= Paul Landes =

Israeli political appointee

Paul Landes (פול לנדס) is the founder and the last Head of the National Bureau for Counter Terror Financing (NBCTF) of the Ministry of Defense in Israel (2018-2025). Previously, he served as Head of the “Harpoon” Unit at the Mossad (2015–2017) and as Head of the Money Laundering and Terror Financing Prohibition Authority (IMPA) in the Ministry of Justice (2009–2015).

==Biography==
Landes earned a Bachelor of Laws and Master of Laws with honors from the Hebrew University of Jerusalem. He served as a partner in the law firm Yehuda Raveh & Co.,

as the legal advisor of the Jerusalem Development Authority, and as the legal advisor at the “Derech Eretz Corporation,” which operates Highway 6. Landes serves as a lecturer on money laundering and terror financing prohibition at Reichman University and Bar-Ilan University.

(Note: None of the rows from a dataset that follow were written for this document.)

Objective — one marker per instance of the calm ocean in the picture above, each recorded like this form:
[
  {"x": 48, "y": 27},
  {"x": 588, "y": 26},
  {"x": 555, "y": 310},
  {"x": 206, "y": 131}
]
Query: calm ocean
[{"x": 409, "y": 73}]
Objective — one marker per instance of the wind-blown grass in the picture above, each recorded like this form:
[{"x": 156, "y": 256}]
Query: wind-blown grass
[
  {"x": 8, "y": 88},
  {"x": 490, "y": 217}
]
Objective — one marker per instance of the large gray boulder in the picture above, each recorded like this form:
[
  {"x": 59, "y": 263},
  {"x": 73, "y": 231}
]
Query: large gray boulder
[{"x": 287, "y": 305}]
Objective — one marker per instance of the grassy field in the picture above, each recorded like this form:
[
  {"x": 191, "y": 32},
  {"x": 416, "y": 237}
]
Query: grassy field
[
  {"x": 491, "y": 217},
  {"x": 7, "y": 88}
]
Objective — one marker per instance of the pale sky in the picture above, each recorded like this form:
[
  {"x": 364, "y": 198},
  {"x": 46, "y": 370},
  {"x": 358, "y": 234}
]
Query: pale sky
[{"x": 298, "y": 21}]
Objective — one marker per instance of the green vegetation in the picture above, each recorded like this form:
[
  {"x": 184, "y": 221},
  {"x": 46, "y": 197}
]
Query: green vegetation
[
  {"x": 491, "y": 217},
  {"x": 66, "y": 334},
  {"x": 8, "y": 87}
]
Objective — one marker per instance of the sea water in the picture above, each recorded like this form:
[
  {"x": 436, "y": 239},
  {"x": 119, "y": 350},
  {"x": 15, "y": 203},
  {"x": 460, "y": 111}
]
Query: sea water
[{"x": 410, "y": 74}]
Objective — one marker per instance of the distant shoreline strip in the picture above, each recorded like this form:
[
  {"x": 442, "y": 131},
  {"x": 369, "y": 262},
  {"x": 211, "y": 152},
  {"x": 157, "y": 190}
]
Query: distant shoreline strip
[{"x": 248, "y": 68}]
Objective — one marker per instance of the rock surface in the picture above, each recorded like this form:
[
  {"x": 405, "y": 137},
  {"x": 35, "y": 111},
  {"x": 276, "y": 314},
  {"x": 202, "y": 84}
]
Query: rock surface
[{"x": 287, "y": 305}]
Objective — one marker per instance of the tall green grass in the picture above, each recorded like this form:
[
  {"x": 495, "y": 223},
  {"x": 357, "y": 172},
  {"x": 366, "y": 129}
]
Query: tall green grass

In 2007, he was appointed as the legal adviser of the Money Laundering and Terror Financing Prohibition Authority (IMPA) in the Ministry of Justice. In November 2009, He was appointed as the acting director. In August 2010, the Israeli government appointed Landes as the director general.
The IMPA was founded in 2002, based on the Prohibition on Money Laundering Law, 5760 (2000). It heads the struggle against money laundering and terror financing in Israel and aligns with worldwide parameters determined by the FATF.
In 2012, Landes initiated a process for Israel to become a Financial Action Task Force member. In 2016, Israel was endowed with observer status,
and in 2018, it became a full member.
He was a member of two government committees: one, to limit the use of cash and second, for Financial Sanctions on Banking Corporations. He proposed an amendment to the money laundering prohibition law, which the Knesset accepted in 2014. Landes served as the Chairman of the Egmont Group of Financial Intelligence Units operative committee. He also served as an evaluator at Moneyval (in the Council of Europe), where he assessed compliance with regimes of anti-money laundering and combating the financing of terrorism.

From 2015 to 2017, Landes was Head of the "Harpoon" Unit at the Mossad, in charge of terror financing information gathering. He proposed it would perform better as an official unit, cooperating internationally with similar anti-terror and money-laundering organs. Yossi Cohen, Head of the Mossad, advocated for Avigdor Lieberman, Ministry of Defense, to relocate Harpoon to his office. The Security Cabinet of Israel moved Harpoon's jurisdiction to the Ministry of Defence.

The National Bureau for Counter-Terror Financing (NBCTF) at the Ministry of Defense
was founded in March 2018 to coordinate national operations to topple the monetary framework for terrorism. Its authority is delineated in the Counter-Terrorism Law, 5776 (2016). The Minister of Defense appoints the director of the NBCTF in discussions with the Prime Minister and reports directly to the Minister. NBCTF submits a yearly report Under the Deduction Law 2018, This gives an account of the disbursements to Palestinians imprisoned in Israeli jails under the Palestinian Authority Martyrs Fund.
Since its establishment in 2018 until December 2023, the National Bureau for Counter-Terror Financing of Israel seized over $1 billion in terror funding. In 2023, it issued 363 orders involving freezing assets and seizing funds in NIS 642.91 million. The NBCTF froze hundreds of Tron wallets, and cryptocurrency accounts on the Binance exchange site linked to Hamas, the Palestinian Islamic Jihad, and Iran's Quds Force. As of early 2024, such operations had frozen 3.7 billion shekels of terrorist-linked assets. In August 2024, Israel imposed sanctions on 18 oil tankers that Iran's Quds Force allegedly used to finance Hezbollah and Hamas terrorist groups.
In 2024, it froze assets and seized funds in NIS 470 million. In March 2022, the NBCTF signed a MoU with the USA Department of Homeland Security to combat terrorist financing and collaborate in cybersecurity. In may 2025 he completed his tenure as head of the NBCTF.

He is a member of the board of directors of Israel Electric Corporation.

He is married to Assistant Commissioner Shlomit Landes, head of the Investigations Division in the Israel Police.